Key Laboratory for Regenerative Medicine of the Ministry of Education, Division of Histology & Embryology, Medical College, Jinan University, Guangzhou 510632, China.
Exp Cell Res. 2015 May 1;333(2):261-272. doi: 10.1016/j.yexcr.2015.03.012. Epub 2015 Mar 28.

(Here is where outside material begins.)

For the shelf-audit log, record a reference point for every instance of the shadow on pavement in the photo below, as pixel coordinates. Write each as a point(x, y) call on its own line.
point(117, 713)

Glipizide, a second-generation sulfonylurea, has been widely used for the treatment of type 2 diabetes. However, it is controversial whether or not glipizide would affect angiogenesis or vasculogenesis. In the present study, we used early chick embryo model to investigate the effect of glipizide on angiogenesis and vasculogenesis, which are the two major processes for embryonic vasculature formation as well as tumor neovascularization. We found that Glipizide suppressed both angiogenesis in yolk-sac membrane (YSM) and blood island formation during developmental vasculogenesis. Glipizide did not affect either the process of epithelial to mesenchymal transition (EMT) or mesoderm cell migration. In addition, it did not interfere with separation of smooth muscle cell progenitors from hemangioblasts. Moreover, natriuretic peptide receptor A (NPRA) has been identified as the putative target for glipizide׳s inhibitory effect on vasculogenesis. When NPRA was overexpressed or activated, blood island formation was reduced. NPRA signaling may play a crucial role in the effect of glipizide on vasculogenesis during early embryonic development.
格列吡嗪是一种第二代磺酰脲类药物,已被广泛用于治疗2型糖尿病。然而,格列吡嗪是否会影响血管生成或血管发生仍存在争议。在本研究中,我们使用早期鸡胚模型来研究格列吡嗪对血管生成和血管发生的影响,这两个过程是胚胎血管系统形成以及肿瘤新生血管形成的主要过程。我们发现格列吡嗪抑制了卵黄囊膜(YSM)中的血管生成以及发育性血管发生过程中的血岛形成。格列吡嗪既不影响上皮向间充质转化(EMT)过程,也不影响中胚层细胞迁移。此外,它不干扰平滑肌细胞祖细胞与成血管细胞的分离。此外,利钠肽受体A(NPRA)已被确定为格列吡嗪对血管发生抑制作用的假定靶点。当NPRA过表达或被激活时,血岛形成减少。NPRA信号通路可能在早期胚胎发育过程中格列吡嗪对血管发生的影响中起关键作用。